29 . The system of claim 28 , wherein a cognitively demanding human intelligence task comprises at least one of a translation task, a content rating task, a structured data entry task, a reading comprehension task, and an opinion task.
30 . The system of claim 28 , wherein a cognitively undemanding human intelligence task comprises at least one of an object recognition task, an audio recognition task, a video activity task, a matching task, and a perceptual task.

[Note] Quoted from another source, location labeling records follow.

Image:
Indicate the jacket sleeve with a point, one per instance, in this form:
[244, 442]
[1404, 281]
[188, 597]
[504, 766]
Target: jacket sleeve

31 . The system of claim 28 , wherein the multiple candidate follow-on human intelligence tasks comprise a gaming-related task, a lottery-related task, a video clip-related task, and a comic strip-related task.
32 . The system of claim 28 , wherein the operations further comprise:
compensating the worker for performing a cognitively demanding human intelligence task and not compensating the worker for performing a cognitively undemanding human intelligence task.
33 . The system of claim 28 , wherein selecting the particular follow-on human intelligence task is further based on a number of human intelligence tasks performed by the worker.
34 . The system of claim 28 , wherein selecting the particular follow-on human intelligence task is further based on a cognitive demand score for the completed human intelligence task.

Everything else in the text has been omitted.